Instrumental hip-hop was freed from its partying and dance floor connotations in the minds of many by DJ Shadow’s seminal Endtroducing…, its sparse rhythmic framework now frequently put to dour and brooding effect, or slipped and twisted into different skins by electronica, world music and, ironically, jazz. Whilst punk mentality has been mostly put off by hip-hop’s glam cultural connotations and studio perfection, the progressive rock noodling it was partially created as rebellion against has also embraced aspects of hiphop, and is itself being used to create prog hip-hop — as Sixtoo’s recent “Chewing On Glass And Other Miracle Cures”, starring a member of Can, displays to strange effect. Artists like Interloper, Four Tet, Caural, and Prefuse 73 create an electronic fusion that highlights the enjoyable immediacy of hip-hop beats whilst paring them to the subtle musicality and unpredictability of sampling in the hands of jazz musicians. Xela, Christian Kleine and a host of others wed warm, soothing beats to guitar strumming and atmospherics to create blissfully intimate, soothing concoctions, whilst people like Deadly Avenger and Fingathing really take it back, creating hip-hop hybrids with the raw sound of electro yet a modern approach.

If all of this is too electronic-sounding for you, DJ Dangermouse’s now notorious take on the Beatles’ White Album proves that hip-hop can truly be applied to anything and yield interesting, satisfying results. On the other hand, RJD2’s latest release, a one-man-crusade, channels ’80s soft rock through a sampler and the hip-hop mind frame to create music of both startling energy and affecting sentimentality. And on, and on… yet whilst these myriad vibrant veins of experimentation and union infuse the rest of the musical world with vitality, frustratingly little is bleeding back into mainstream hip-hop culture, radio, recognition or record sales. Perhaps the record industry and American cultural isolationism are to blame for this to a certain extent (not to mention the horrifying failure, in both financial and social/educational terms, of the “projects”), perhaps the recent gradual acceptance of such underground veterans as Jay Dee, Madlib and MF DOOM into the public hip-hop consciousness will have a snowballing effect on the scene, perhaps my hopes for a racially unattached hip-hop, where only the music and the MC’s ability and personality matter, is both naive and potentially a setback for the black community. Yet in their need to keep their music, and themselves, united, they are holding on to both the past and the populist present too tightly, stymying themselves and their art, limiting what could be a liberating outlet for all the facets of their souls to superficial party music presided over by ineloquent, aggressive stereotypes. Recent supernova 50 Cent may have the physique, the past and the production, but there is more intelligent life in the average dairy product than in one of his verses. Kanye West may finally have skewed the emphasis of mainstream hip-hop back towards the everyday individual rather than some outlaw male ego trip, but his wit and ego hide vapidity and moral hypocrisy, and his production, whilst bringing some much needed musicality and suppleness back to populist hip-hop, is so smoothly arranged that it becomes a kind of easy listening take on hip-hop’s energising, raw soul.

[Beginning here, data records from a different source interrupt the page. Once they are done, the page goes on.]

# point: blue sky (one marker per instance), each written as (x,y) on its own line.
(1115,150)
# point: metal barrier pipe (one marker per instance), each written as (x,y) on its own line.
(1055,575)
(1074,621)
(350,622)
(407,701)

In the universally resonant words of Talib Kweli, “All my people, where y’all at? ‘Cos y’all ain’t here/and your heroes are using your minds as canvases/to paint fear.” Hip-hop has embraced the world and millions like myself embrace it back, irrespective of boundaries, upbringings and prejudices; united by the heartbeat of the drum and the fundamental message: One love forever, one love for all. If it is to stand any chance of representing a people, then hip-hop must be allowed that most fundamental of human compulsions: to grow, to transcend its own limitations, to change. As it was in the beginning, so let it be in 2004 and beyond; this is hip-hop, and it don’t stop. Not for anyone.